In Langon, this late 16th-century town house boasts a facade of rare elegance: fluted pilasters, expressive masks and sculpted mermaids make up a striking Mannerist décor.
In the heart of Langon, a Gironde town that once thrived on the wine and salt trades, stands a house that encapsulates all the decorative sophistication of the urban bourgeoisie of the late French Renaissance. Listed as a Historic Monument since 2000, it bears witness to an art of living and a taste for ornament that reached its apogee between the 1580s and the first decades of the 17th century. What immediately sets this residence apart is the richness of its eastern façade. Whereas most merchants' houses made do with plain ashlar, the owner of this building called on the services of an ornamentalist who was clearly well versed in Italian Renaissance architecture and Flemish engravings. On the first and second floors, fluted pilasters, split bosses, cushion balls, garlands of foliage and fleshy fruit, grimacing masks and mermaids with intertwined bodies are all part of a composition that is both skilful and exuberant. The building is part of a well-established tradition in Gironde and south-west Aquitaine, where merchant families enriched by trading in Bordeaux wine and Garonne products competed in architectural ostentation to assert their social standing. This house is one of the best-preserved examples of this type of regional urban civil architecture, in which the Mannerist ornamental vocabulary of Italian origin blends with more northerly motifs. The attentive visitor will take the time to stop in front of each bay to decipher this iconographic programme: mermaids, ambivalent figures of seduction and danger, stand side by side with masks - perhaps allegorical representations of the seasons or the winds - and plant motifs evoking abundance and fertility. A veritable cabinet of curiosities carved in stone. While the interior has unfortunately lost almost all of its original decoration, the façade alone is well worth a visit for any lover of late Renaissance architecture and French provincial mannerism.
The urban layout of the house is typical of late 16th-century middle-class residences in south-west Aquitaine: a ground floor, probably originally used for commercial purposes or storage, topped by two habitable levels. It is on the east facade - the main facade facing the street - that most of the architectural interest is concentrated. The sculpted decoration on the first and second floors is the centrepiece of the building. The bays - probably transoms or mullioned windows - are framed by fluted pilasters with composite capitals, treated in the pure vocabulary of the Italianate Renaissance as disseminated in France by the engravings of Jacques Androuet du Cerceau and his contemporaries. The rusticated, folded panels that enliven the overmantels and frames add a plastic dimension and Mannerist vigour to the composition. The bays are topped with pediments or crowns adorned with cushion balls - a typically Renaissance motif - and garlands of foliage and fruit, motifs borrowed from the repertoire of Roman antiquity revisited by the Renaissance.

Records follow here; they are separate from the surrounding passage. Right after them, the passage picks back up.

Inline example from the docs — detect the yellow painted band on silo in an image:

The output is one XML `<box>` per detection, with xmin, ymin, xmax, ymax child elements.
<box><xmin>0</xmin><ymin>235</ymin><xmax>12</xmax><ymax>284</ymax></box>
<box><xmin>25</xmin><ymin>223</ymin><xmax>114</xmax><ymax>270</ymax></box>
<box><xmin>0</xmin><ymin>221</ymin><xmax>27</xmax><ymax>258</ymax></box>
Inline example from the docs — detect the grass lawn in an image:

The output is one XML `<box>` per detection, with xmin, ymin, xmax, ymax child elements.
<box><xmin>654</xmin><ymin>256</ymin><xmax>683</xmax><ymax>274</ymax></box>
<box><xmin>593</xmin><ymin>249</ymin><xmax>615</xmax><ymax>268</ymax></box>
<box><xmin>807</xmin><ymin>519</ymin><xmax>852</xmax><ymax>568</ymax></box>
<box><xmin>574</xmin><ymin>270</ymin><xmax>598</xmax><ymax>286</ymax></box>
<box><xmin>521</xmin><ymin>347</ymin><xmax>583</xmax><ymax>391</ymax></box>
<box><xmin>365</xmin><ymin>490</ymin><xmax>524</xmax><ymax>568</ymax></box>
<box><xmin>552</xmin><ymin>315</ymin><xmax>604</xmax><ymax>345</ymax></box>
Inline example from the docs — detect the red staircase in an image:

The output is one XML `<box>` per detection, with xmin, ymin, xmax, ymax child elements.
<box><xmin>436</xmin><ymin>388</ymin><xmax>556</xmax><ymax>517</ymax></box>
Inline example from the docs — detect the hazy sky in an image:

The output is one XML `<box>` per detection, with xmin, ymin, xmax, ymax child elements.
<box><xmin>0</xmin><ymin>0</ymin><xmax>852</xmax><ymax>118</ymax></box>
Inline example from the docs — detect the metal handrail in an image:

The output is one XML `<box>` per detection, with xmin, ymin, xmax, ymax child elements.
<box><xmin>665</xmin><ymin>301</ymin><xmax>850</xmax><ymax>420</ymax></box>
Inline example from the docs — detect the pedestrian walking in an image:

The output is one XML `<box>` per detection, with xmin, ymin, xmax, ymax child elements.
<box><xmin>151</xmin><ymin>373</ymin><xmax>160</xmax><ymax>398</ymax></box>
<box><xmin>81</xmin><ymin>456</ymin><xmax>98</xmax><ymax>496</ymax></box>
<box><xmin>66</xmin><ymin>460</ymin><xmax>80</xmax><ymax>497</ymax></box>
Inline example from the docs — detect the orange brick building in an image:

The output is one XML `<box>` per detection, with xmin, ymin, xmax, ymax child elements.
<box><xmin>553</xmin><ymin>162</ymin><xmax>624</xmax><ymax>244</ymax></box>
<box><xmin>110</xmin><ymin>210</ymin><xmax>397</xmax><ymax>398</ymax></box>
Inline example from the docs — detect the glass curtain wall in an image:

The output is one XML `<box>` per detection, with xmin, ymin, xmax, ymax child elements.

The sculpted masks, sometimes grimacing and sometimes smiling, and the mermaids with female bodies ending in intertwined fish tails, bear witness to a skilful iconography combining mythological references and moral symbolism. The materials used are those of the Gironde building tradition: local limestone, soft to work with but with a beautiful chromatic coherence, is used for both the structure and the sculpted decoration.